If I Was Your Girl(60)



She had made too much food like she always did. We were going to be eating leftovers for weeks. We mostly ate in silence, which could have been awkward but was somehow comforting. Mom knew I wasn’t ready to talk about what had happened and I loved her for giving me the space. Halfway through dinner I heard a scratch at the door.

“Could you let the cat in?” Mom said.

I opened the front door and the cat trotted through, giving me three loud, terse meows to register her complaint at having been made to wait. The cold, wet air was bracing after the drowsy heat inside. I stepped out to the porch and leaned against the rail with my eyes closed for just a moment, enjoying the chill. My eyes snapped open again when I heard the sound of tires crunching down the driveway. I recognized Dad’s car immediately. I didn’t say anything as he stepped out of the car with a covered casserole dish under his arm.

When he neared the porch I smelled his sweet-potato casserole with the marshmallow crust on top.

“Hi,” he said, looking rickety and out of place. He tried to smile and, despite everything in the last few weeks, I couldn’t resist smiling back at him. “Am I late?”

“What are you doing here?” I asked instead. He stopped just inside the door and looked around quietly, like our living room was a strange foreign country.

“Amanda?” Mom called from the other room. Her chair squeaked and I heard her feet coming from around the corner. “Is someone—oh.” She froze when she rounded the corner. Dad finished taking off his coat and waved sheepishly.

“Happy Thanksgiving,” he said.
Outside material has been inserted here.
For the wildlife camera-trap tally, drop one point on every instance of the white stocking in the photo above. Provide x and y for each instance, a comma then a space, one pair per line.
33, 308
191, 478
I leaned against the back of the couch and looked back and forth between them, waiting for the detonation. I had always wondered what would happen if they ever saw each other in person again, and the most likely outcome seemed to be a full thermonuclear exchange. Instead, Dad said, “Your home is lovely,” and Mom replied, “Thank you. Come join us.”

The conversation didn’t improve much when Dad joined us, but that was okay. We finished the meal in silence and Mom started to clear away the dishes. Dad got up to help but I touched his forearm to get his attention.

“Actually,” I said, “could we go for a walk? Rain’s been gone for a few hours.…”

“Yeah?” Dad said.

“I just thought,” I said, “there’s a baseball diamond they keep lit at night.” Dad stood there, holding a stack of plates, blinking slowly. “We could, you know, play catch … if you still want to.”

“Oh,” Dad said. He put the plates down and thought for a moment. “You’re sure?”

“I’m sure,” I said.

“I’d like that,” Dad said.

Mom was more than happy to keep us out of the kitchen, since she had her own arcane way of loading the dishwasher that nobody could ever get quite right. The gloves and ball were in an old box, unused and dusty after more than a decade. The squelching and slipping as our boots worked their way through the wet leaves and muck made me glad my ankle had almost completely healed. Dad was silent for the entire walk, staring from the sky to me and back again.

“Something on your mind?” he said.

“A lot.”

“That’s understandable.” Dad shoved his hands in his pockets and stared up at the streetlamps.

We arrived at the baseball diamond, the mist making the light from the floodlights weak and pale. He stood where the batter would stand and I stood on the pitcher’s mound, mitt on my left hand and ball in my right.

“Why do I have to wear the mitt on my left hand?” I said. “Wouldn’t it be easier to catch with my right?”

“Sure,” Dad said, “but can you throw with your left?”

“Oh,” I said, nodding. I hauled back, cocked my arm, and threw the baseball to him as hard as I could. It sailed over him and a few feet to the left, clanking into the chain link fence protecting the bleachers. “Oops! Sorry.”

I saw him smiling as he jogged back into position and couldn’t help laughing.

“What’s so funny?” he said, tossing the ball in the air absentmindedly.

“Nothing,” I said. “It’s just sometimes I wonder what my past self would think if she saw me, and I wondered what our past selves would think if they saw us right now.” He thought about it for a moment, his smile widening more and more, until we both snorted and the laughter popped out of us. We carried on like that for a little while, him throwing, me failing to catch, me throwing so wildly that he had to duck out of the way or run halfway across the field to retrieve the ball.

“So when your mother and me talked before you came to live with me,” Dad said, finally breaking the silence, “she told me your therapist said you were real fragile after what happened last summer, at the mall. I wouldn’t—” he started and faltered. “If anything like that ever happened now…”

“Oh,” I said, shrugging. “I think maybe I’m stronger than that now.”

Dad nodded, the relief plain on his face. “I think maybe you’re right.”

“Yeah?”

“The girl who moved in with me wouldn’t have been okay after that homecoming dustup.” I nodded, thinking of the shocked faces of my classmates in the dim light of the gymnasium, the twisting in my gut when Grant said It’s not true, right?, the horror of racing away from Parker in the darkened woods. “Dustup” seemed like an understatement.